声明 平成の愚挙・京都迎賓館 ―開館にあたって―

御苑は国民公園、建設禁止地域だった

京都御苑は元々皇室財産だったが、戦後国民に開放された。京都府は、各界各層から広く意見を聴き、永久に緑地として保存し、国民のオアシスとして開放することをきめた。そしてその旨都市計画に位 置づけ、御苑を開発から守る措置をとった。その結果御苑は戦後数十年開発から守られ、豊かな自然を保ち、いつでも誰でも利用できる市民に開かれた国民公園として整備されてきた。

みずからの決定にそむき歴史に逆行する暴挙

高まる反対世論を前に府・市・財界は何年も国と協議模索し、みずからの決定にもそむき御苑全体の都市計画を変更して御苑内建設を可能にした。それに基づき国は建設地を国民公園から削除した。


疑惑がらみで国の事業に

初め大蔵省(当時、現財務省)は、すでに東京赤坂に迎賓館があるのに、もう一つつくるのは屋上屋を重ねるムダと反対した。それで次は、当時副総理だった金丸信氏に泣きついた。金丸氏はその場で大蔵省に電話、「交通 事故にあったと思って予算つけてやれよ」と言い、迎賓館建設は国の事業として浮上した。
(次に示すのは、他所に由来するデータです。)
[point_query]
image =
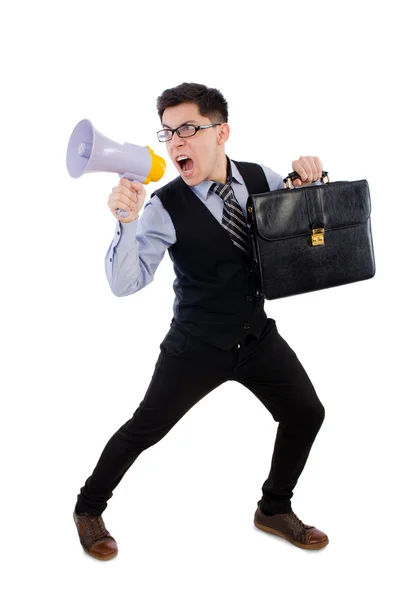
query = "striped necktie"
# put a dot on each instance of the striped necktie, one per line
(232, 217)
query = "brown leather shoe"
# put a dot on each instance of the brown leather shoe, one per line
(291, 528)
(94, 537)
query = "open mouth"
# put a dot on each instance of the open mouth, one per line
(185, 163)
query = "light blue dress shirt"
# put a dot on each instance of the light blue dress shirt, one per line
(139, 246)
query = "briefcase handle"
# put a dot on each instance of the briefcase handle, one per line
(294, 175)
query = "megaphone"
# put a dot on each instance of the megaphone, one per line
(90, 151)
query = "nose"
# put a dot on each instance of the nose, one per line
(176, 141)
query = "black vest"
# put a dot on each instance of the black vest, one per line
(216, 293)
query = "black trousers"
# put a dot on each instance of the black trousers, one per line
(186, 370)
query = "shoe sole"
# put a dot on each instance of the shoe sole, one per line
(316, 546)
(92, 554)
(98, 557)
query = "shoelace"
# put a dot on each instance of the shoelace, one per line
(97, 527)
(296, 521)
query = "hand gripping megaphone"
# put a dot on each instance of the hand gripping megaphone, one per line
(90, 151)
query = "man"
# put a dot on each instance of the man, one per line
(220, 331)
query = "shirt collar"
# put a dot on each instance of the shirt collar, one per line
(203, 188)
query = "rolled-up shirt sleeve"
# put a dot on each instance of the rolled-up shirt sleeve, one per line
(138, 248)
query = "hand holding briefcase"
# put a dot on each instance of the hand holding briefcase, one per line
(310, 238)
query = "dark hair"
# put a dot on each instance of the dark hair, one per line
(210, 101)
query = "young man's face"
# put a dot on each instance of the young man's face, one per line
(205, 149)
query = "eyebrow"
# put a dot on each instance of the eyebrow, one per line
(185, 123)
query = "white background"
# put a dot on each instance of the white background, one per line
(301, 78)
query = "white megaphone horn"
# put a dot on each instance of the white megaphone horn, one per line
(90, 151)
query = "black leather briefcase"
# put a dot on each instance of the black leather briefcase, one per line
(305, 239)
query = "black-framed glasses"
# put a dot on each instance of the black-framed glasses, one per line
(165, 135)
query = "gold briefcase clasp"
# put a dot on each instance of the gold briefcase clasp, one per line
(318, 237)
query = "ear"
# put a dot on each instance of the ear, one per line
(223, 133)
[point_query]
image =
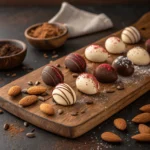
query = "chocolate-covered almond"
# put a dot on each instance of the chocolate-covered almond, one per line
(52, 75)
(75, 63)
(105, 73)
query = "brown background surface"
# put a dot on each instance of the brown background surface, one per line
(82, 2)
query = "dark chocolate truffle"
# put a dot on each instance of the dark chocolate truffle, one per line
(123, 66)
(52, 75)
(75, 63)
(105, 73)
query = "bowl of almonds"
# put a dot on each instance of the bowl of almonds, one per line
(46, 36)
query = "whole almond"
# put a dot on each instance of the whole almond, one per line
(142, 137)
(120, 124)
(36, 90)
(142, 118)
(110, 137)
(14, 90)
(144, 128)
(47, 109)
(145, 108)
(28, 100)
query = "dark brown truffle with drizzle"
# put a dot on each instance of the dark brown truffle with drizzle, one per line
(75, 63)
(105, 73)
(52, 75)
(123, 66)
(63, 94)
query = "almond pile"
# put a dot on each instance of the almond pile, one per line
(120, 123)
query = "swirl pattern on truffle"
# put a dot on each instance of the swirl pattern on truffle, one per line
(63, 94)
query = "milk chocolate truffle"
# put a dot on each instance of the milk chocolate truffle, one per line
(115, 45)
(147, 45)
(139, 56)
(123, 66)
(96, 53)
(105, 73)
(75, 63)
(87, 84)
(130, 35)
(64, 95)
(52, 75)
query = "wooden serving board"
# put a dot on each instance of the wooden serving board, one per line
(105, 104)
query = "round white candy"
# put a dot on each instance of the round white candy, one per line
(96, 53)
(63, 94)
(138, 56)
(115, 45)
(130, 35)
(87, 83)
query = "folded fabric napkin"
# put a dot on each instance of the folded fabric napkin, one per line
(80, 22)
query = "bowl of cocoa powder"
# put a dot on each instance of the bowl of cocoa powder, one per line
(46, 36)
(12, 53)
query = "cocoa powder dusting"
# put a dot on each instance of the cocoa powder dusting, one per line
(46, 30)
(14, 130)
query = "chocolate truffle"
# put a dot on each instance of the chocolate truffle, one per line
(96, 53)
(139, 56)
(115, 45)
(87, 84)
(105, 73)
(123, 66)
(130, 35)
(147, 45)
(75, 63)
(52, 75)
(64, 95)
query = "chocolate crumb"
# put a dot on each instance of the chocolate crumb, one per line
(37, 83)
(45, 55)
(30, 83)
(24, 91)
(44, 94)
(74, 113)
(1, 111)
(75, 75)
(57, 65)
(30, 135)
(41, 98)
(89, 101)
(120, 86)
(26, 124)
(83, 111)
(60, 111)
(33, 130)
(6, 126)
(110, 91)
(8, 74)
(55, 56)
(14, 75)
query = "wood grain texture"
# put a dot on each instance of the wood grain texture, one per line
(58, 2)
(105, 105)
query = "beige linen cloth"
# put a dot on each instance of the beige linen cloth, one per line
(80, 22)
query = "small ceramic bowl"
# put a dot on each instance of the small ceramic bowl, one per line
(47, 43)
(9, 62)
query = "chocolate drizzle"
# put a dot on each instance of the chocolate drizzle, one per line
(75, 62)
(64, 89)
(52, 75)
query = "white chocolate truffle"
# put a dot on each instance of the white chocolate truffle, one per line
(96, 53)
(130, 35)
(87, 84)
(138, 56)
(63, 94)
(115, 45)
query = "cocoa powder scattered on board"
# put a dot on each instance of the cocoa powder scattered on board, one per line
(14, 130)
(46, 30)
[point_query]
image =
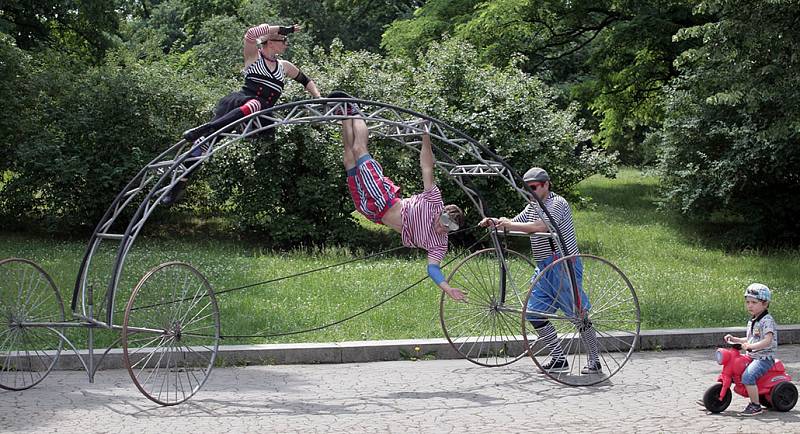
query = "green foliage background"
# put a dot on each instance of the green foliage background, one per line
(704, 91)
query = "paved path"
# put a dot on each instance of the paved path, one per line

その頃、ポンポン山疑惑の金が金丸氏に流れたと言われている。
国民のものである御苑は、こうしてその一部とはいえ、歴史に逆行し、疑惑がらみで国民から取り上げられた。

ムダと環境破壊の迎賓館

京都迎賓館は二百数十億円という多額の税金をつぎ込み、「国民公園・京都御苑」の一部を国民から取り上げ、御苑の自然を破壊しながら建設された。今後も引き続き自然への悪影響と警備による御苑利用支障が懸念される。
迎賓館はたとえ利用がなくても毎年何億円という維持費がかかる。利用されればそれだけ経費が増える。

御苑始まって以来の自然破壊

迎賓館建設は、公家屋敷遺跡破壊、饗宴場グランド取り上げ、数百本の樹木移植と古木を含む数十本の枯死、希少種植物の幾つかの絶滅、準絶滅危惧種タシロランの減少をもたらすなど御苑始まって以来の自然破壊を引き起こした。


根拠のない無責任な宣伝

京都府・市・商工会議所は、代替グランド作成、伝統産業振興、京都経済活性化、京文化発信、地元利用を宣伝した。しかし、京都経済は活性化せず、迎賓館の地元管理もだめに、代替グランドも半分の二面 に、使い勝手の悪いものになった。事態の進行は、我々の指摘してきたとおり、推進派の宣伝のほとんどが根拠のない無責任なものだったことを明らかにした。

京都御苑はみんなのもの

御苑は国民みんなのもの。今後も力をあわせ、ともに守り育てていこう。